1行目にある通り2人は頭を寄せ合って横たわっていますから、親密な関係なのだとわかります。

主人公はきっといつも彼より先に寝落ちしてしまうのでしょう。でも本当は彼が眠るのを待ちたいのです。

愛しい相手の無防備な寝姿・寝顔を見つめたいという想いがあるのでしょう。

はたまた眠ってしまった彼を見つめたかった…。

そうすることで少しでも自分が優位に立っている気持ちを味わいたかったのかもしれません。

この恋の主導権は男性側にあり、主人公の女性はそれを受け入れつつも何かしらの不満を抱いている…。

平和そうに見えるこのフレーズからは、2人の関係に隠された秘密が見え隠れしているようです。

君との関係性

主導権を握らないで

君のことを知るたびに 知らない君を ひとつ 忘れる
そんな 君主導な恋 辛いよ

出典: sleep/作詞:マオ 作曲:御恵明希

冒頭のフレーズで感じた、どことなく柔らかで優し気な雰囲気はここでも健在。

1行目からはこの恋愛を純粋に楽しんでいるかのような雰囲気が漂っているのです。

大好きな君のことを知る。これは主人公にとってとても嬉しいことでしょう。

しかし2行目と続けてみてみると、彼のことを知れば知るほど主導権を握られている感覚になっている様子。

そんな状態を「辛い」と嘆く理由は一体どこにあるのでしょうか。

恋が辛い理由

男性がリードしてくれる恋愛。憧れる女性も多いことでしょう。

ただ主人公にとってはそれが辛いのです。その理由は2つ。

1つ目は、相手が優位に立つ恋愛・関係性を嫌っているから。ただこれが真実である可能性は低いでしょう。

2つ目の理由は、いけない関係なのに深い愛に溺れていくことが怖いから。

浮気相手なのかもしれませんし、ただ身体を求められるだけの存在なのかもしれません。

いずれにせよお互いに愛し合い、一途に想いあっている2人というわけではないということです。

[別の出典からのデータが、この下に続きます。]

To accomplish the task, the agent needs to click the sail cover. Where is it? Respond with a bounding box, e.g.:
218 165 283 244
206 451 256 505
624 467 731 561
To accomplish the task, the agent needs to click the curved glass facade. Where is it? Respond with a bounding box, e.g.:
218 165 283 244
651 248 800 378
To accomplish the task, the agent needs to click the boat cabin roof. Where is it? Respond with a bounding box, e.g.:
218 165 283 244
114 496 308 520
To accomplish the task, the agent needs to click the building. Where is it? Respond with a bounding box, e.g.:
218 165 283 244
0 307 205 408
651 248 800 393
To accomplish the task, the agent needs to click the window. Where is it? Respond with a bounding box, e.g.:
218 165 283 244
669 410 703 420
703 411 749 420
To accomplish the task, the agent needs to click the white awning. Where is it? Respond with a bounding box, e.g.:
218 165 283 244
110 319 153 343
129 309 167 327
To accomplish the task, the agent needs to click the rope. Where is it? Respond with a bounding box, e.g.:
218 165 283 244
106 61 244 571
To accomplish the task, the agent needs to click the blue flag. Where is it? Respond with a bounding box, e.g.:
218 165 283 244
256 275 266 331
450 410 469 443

こうなると、1行目のフレーズでさえ切なさを帯びているように見えてしまいませんか?

主人公は自分の目の前にいて、自分のことを愛してくれる君のことだけ知れればいいと思っています。

しかし関係が深く、長くなるほどに見たくない顔まで見てしまったのでしょう。

それは例えば本命の相手といる姿かもしれませんし、他の女の子と仲良くしている姿かもしれません。

自分にだけ見せてくれていると思っていた甘い顔を他の女性にも向けている。

知らなくてよかったはずなのに知ってしまい、苦しむのは主人公だけです。

彼女にとってはこの状態がまさに「君主導」。君のせいで心が痛み、余計なことを考え、苦しくなる。

相手への愛が深いからこそこのような状況に陥り、辛さを感じているのです。

それでも別れられないのは

さよならに 踏み切れるはずもないと わかってるけど
念の為に 抱きしめる
どこまでもずるい人と知って 近づいたのは そう
夢中の後 もう 戻れない

出典: sleep/作詞:マオ 作曲:御恵明希

ここまで傷ついていながら、主人公はまだ君を愛しています。

きっと君が自分以外の女性とも関係を持っていると知った時にはすでに、深い愛に溺れていたのでしょう。

だから事実を知ったところで、簡単に抜けだすことなどできないのです。

もちろん頭に別れがよぎったことは何度もあったはず。

もう最後にするつもりで、別れのあいさつ代わりに彼を抱きしめたこともあったのでしょう。

しかしそんなことをすれば、また君からの愛を感じて離れられなくなってしまいます。

だからこそ1-2行目の歌詞なのでしょう。何度も失敗しているからこそ、理解しているのです。